A former Army three-star general has taken over leadership of the Pentagon mission of investigating, recovering and identifying missing American war dead following a shakeup in the effort spread among agencies in Hawaii, Nebraska, Ohio and Washington, D.C.
Lt. Gen. Michael Linnington retired prior to taking the civilian senior executive service position as the new director of the Defense POW/MIA Accounting Agency, said Air Force Lt. Col. Melinda Morgan, a DPAA spokeswoman.
A 1980 West Point graduate, Linnington was military deputy to the undersecretary of defense for personnel and readiness. In January he was named an adviser to the MIA effort.
Linnington started in the new role Monday. He will work out of Arlington, Va., near the Pentagon, pending any decision to move the headquarters, Morgan said.
He took over command of the DPAA from Navy Vice Adm. Mike Franken, who was named interim director of the agency in January.
The DPAA is an amalgamation of the former Joint POW/MIA Accounting Command, based in Hawaii; the Defense POW/Missing Personnel Office in Washington, D.C.; and some functions of the Air Force’s Life Sciences Equipment Laboratory in Ohio.
The former JPAC, located at Joint Base Pearl Harbor-Hickam, also has a satellite lab in Nebraska.
Until January, JPAC was commanded by Air Force Maj. Gen. Kelly McKeague, who was born in Liliha, grew up in Papakolea and graduated in 1977 from Damien Memorial School. McKeague more recently served as interim deputy director of the Pentagon MIA effort.
McKeague, “who has served this mission admirably for nearly three years, will be rotating (out) this summer,” Morgan said.
The military services have provided nominations for the deputy director job, and a selection will be announced in coming weeks, she said.
“As the (Defense Department) works to reorganize its efforts to account for missing personnel into a single, accountable and responsive organization it has been key to establish comprehensive oversight of the personnel accounting resources, research and operations,” Morgan said in an email. “Vice Adm.
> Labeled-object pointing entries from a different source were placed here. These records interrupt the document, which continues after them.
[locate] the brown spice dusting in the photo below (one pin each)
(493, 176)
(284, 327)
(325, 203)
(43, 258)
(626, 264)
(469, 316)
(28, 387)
Franken began this process knowing it would be carried on by civilian leadership and we look forward to Director Linnington’s leadership as DPAA continues on this significant path of reorganization.”
The Pentagon’s efforts at reform followed a series of embarrassing revelations in reports and testimony before Congress starting in 2013 concerning failures in the effort to identify missing American war dead.
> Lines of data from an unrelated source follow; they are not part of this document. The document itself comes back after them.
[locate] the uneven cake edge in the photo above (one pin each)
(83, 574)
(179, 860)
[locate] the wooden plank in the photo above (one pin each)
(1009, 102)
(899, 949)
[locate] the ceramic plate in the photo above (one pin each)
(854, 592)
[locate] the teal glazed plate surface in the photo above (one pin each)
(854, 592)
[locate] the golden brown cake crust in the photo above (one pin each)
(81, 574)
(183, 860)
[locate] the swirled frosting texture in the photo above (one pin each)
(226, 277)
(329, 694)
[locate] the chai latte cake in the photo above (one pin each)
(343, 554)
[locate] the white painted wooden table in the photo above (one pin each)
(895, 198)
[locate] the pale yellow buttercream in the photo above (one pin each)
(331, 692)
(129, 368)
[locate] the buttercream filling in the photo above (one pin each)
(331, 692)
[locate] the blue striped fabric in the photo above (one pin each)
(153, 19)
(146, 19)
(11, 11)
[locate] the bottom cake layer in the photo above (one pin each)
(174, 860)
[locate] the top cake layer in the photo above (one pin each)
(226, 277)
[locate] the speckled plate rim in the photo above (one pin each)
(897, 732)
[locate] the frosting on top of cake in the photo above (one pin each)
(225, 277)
The MIA effort, conducted by a handful of agencies around the country, was fragmented, complicated by overlapping functions and interagency disputes.
Then-Defense Secretary Chuck Hagel said last year that Congress had mandated that the Pentagon have the capacity to identify up to 200 sets of remains a year as of 2015, but that in 2013 the agencies identified only 70 sets.
At the time, Hagel directed the Defense Department to reorganize its efforts into a single, accountable organization with comprehensive oversight of MIA operations.
A new $85 million lab — the Sen. Daniel K. Inouye Defense POW/MIA Accounting Agency building — provides 140,000 square feet of laboratory, administrative and storage space at Hickam.
The Pentagon announced in April that it would take the unprecedented step of exhuming the remains of up to 388 sailors and Marines who were on the USS Oklahoma and killed on Dec. 7, 1941, at Pearl Harbor and buried as “unknowns” at Punchbowl.
Upon disinterment, which has started, the Oklahoma remains will be transferred to the Hickam lab for identification and eventual return to families. The step is seen as one way to increase the number of annual MIA identifications.